Scrape Wikipedia using NodeJs

February 20, 2023 By Pascal Schmidt web scraping

Wikipedia is a data-rich website and contains a large amount of information. This data can be used to take appropriate decisions or you can use it to train bots or neural networks.

In this post, we are going to scrape Wikipedia using Nodejs. We are going to target this page from Wikipedia. You can also read Web Scraping with Nodejs if you are a beginner and want to learn how websites can be scraped using Node.js

Before starting with scraping you should visit this page to completely analyze the page design.

Setting up the prerequisites

Before we start coding we have to install certain libraries which are going to be used in the course of this article. I am assuming that you have already installed Node.js on your machine.

Before installing the libraries let’s create a folder where we will keep our scraping files.

mkdir wikipedia

Now, using npm install the required libraries.

npm install unirest
npm install cheerio

Unirest: This library will be used to make a GET request to the host website.

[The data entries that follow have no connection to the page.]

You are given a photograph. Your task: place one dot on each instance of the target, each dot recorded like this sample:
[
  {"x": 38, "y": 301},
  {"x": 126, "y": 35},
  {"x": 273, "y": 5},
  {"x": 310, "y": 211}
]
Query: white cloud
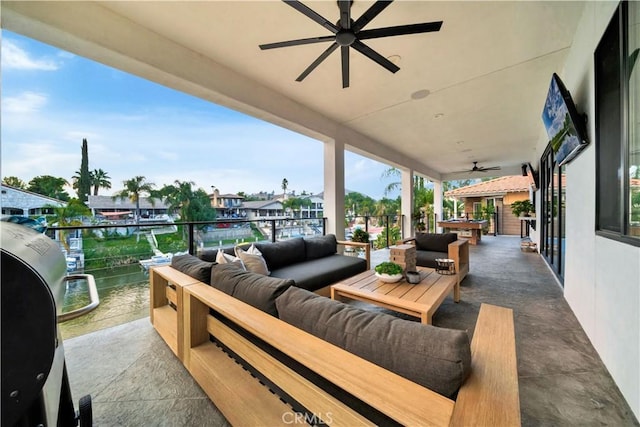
[
  {"x": 13, "y": 57},
  {"x": 26, "y": 102}
]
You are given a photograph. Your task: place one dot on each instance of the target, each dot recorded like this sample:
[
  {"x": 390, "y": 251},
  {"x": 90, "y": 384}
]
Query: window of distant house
[
  {"x": 477, "y": 210},
  {"x": 617, "y": 84}
]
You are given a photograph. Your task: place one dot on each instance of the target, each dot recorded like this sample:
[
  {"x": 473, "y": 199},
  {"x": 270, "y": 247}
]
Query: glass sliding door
[{"x": 552, "y": 218}]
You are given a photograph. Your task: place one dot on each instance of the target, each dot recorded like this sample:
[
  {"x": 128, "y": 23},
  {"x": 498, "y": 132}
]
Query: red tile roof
[{"x": 494, "y": 187}]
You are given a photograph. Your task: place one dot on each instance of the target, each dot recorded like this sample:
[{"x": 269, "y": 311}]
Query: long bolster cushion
[
  {"x": 193, "y": 266},
  {"x": 436, "y": 358},
  {"x": 318, "y": 273},
  {"x": 434, "y": 242},
  {"x": 255, "y": 289}
]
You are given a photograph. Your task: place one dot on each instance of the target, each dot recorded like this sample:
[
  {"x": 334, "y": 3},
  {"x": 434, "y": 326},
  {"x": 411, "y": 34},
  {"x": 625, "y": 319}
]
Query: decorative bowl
[
  {"x": 389, "y": 278},
  {"x": 413, "y": 277}
]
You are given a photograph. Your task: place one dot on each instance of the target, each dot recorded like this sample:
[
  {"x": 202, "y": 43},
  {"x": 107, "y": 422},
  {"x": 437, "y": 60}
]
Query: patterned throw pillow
[
  {"x": 252, "y": 260},
  {"x": 224, "y": 258}
]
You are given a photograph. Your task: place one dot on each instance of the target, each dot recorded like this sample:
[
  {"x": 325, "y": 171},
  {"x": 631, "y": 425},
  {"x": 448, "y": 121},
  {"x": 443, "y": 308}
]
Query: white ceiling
[{"x": 487, "y": 70}]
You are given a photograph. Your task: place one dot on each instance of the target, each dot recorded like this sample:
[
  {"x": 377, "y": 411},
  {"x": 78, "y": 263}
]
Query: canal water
[{"x": 124, "y": 297}]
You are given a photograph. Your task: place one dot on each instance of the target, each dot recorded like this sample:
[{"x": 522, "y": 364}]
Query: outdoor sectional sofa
[
  {"x": 431, "y": 246},
  {"x": 267, "y": 352},
  {"x": 313, "y": 263}
]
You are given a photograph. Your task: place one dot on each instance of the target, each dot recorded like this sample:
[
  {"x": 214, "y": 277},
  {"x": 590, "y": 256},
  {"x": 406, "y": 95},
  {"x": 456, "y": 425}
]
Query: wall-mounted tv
[{"x": 565, "y": 126}]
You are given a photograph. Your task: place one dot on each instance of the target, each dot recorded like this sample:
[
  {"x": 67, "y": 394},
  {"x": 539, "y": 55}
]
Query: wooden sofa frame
[
  {"x": 458, "y": 252},
  {"x": 252, "y": 387}
]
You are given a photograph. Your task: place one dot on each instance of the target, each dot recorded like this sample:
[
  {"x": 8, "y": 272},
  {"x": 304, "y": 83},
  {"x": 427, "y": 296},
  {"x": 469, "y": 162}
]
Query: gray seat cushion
[
  {"x": 436, "y": 358},
  {"x": 435, "y": 242},
  {"x": 193, "y": 266},
  {"x": 428, "y": 258},
  {"x": 255, "y": 289},
  {"x": 318, "y": 273}
]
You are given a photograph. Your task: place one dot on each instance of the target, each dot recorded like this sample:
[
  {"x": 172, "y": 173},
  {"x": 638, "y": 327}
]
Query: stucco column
[
  {"x": 406, "y": 203},
  {"x": 334, "y": 187},
  {"x": 437, "y": 202}
]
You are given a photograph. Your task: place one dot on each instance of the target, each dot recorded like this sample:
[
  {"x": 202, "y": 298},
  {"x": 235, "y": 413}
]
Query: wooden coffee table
[{"x": 420, "y": 300}]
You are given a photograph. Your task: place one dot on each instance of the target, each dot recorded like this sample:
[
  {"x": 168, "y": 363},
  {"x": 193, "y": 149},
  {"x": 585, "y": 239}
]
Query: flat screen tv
[{"x": 565, "y": 126}]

Cheerio — It will be used for parsing HTML.

Also, create a file where you write the code.

What are we going to extract?

We are going to extract titles and their explanations. It is always better to decide what you want to scrape before even writing a single line of code.

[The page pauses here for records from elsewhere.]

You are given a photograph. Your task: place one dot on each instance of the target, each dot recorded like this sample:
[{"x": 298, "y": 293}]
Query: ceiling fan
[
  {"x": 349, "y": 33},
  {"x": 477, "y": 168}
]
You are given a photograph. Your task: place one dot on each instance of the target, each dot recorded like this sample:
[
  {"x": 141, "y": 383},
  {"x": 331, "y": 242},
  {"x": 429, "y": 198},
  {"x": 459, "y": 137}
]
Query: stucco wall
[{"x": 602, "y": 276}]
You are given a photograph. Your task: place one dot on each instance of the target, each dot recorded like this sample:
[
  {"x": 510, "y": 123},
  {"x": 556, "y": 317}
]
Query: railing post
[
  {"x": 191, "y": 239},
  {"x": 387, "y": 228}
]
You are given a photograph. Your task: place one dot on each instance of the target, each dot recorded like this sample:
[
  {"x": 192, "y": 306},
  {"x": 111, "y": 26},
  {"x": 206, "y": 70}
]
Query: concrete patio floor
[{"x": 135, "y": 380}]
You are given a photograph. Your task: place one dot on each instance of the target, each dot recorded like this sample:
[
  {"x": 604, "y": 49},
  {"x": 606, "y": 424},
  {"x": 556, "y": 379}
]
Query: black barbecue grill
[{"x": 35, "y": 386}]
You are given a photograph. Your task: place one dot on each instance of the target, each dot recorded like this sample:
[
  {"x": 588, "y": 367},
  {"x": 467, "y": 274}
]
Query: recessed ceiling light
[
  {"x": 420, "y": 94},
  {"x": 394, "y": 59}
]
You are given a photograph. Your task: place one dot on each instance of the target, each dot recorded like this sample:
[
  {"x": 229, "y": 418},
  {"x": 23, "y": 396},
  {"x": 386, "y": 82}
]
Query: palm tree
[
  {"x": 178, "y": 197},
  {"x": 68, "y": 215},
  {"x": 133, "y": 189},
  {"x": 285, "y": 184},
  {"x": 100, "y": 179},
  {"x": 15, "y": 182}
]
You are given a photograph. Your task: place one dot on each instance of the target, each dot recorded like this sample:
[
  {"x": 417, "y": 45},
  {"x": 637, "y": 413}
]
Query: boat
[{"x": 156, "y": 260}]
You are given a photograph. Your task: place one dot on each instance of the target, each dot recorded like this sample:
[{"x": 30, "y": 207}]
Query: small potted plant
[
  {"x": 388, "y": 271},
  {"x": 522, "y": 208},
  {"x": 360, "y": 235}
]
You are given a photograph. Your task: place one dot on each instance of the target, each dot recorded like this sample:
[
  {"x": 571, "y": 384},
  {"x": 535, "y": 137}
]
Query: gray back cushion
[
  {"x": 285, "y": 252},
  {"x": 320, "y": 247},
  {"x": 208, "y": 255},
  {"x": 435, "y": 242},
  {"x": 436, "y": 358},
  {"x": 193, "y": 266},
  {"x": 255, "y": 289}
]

The title is in red and the explanation is in green color.

Scraping Wikipedia

Before we start writing the code, let’s find the location of titles and their explanation inside the DOM.

As you can see all these explanations are under the p tag.

All the headings are under h2 tag.

Let’s code this in node.js step by step.

  1. The first step would be to import all the libraries that we installed earlier.
const unirest = require('unirest');
const cheerio = require('cheerio');

This will import unirest and cheerio in our file.

2. We will make a GET request to our target page in order to get the HTML code from the page.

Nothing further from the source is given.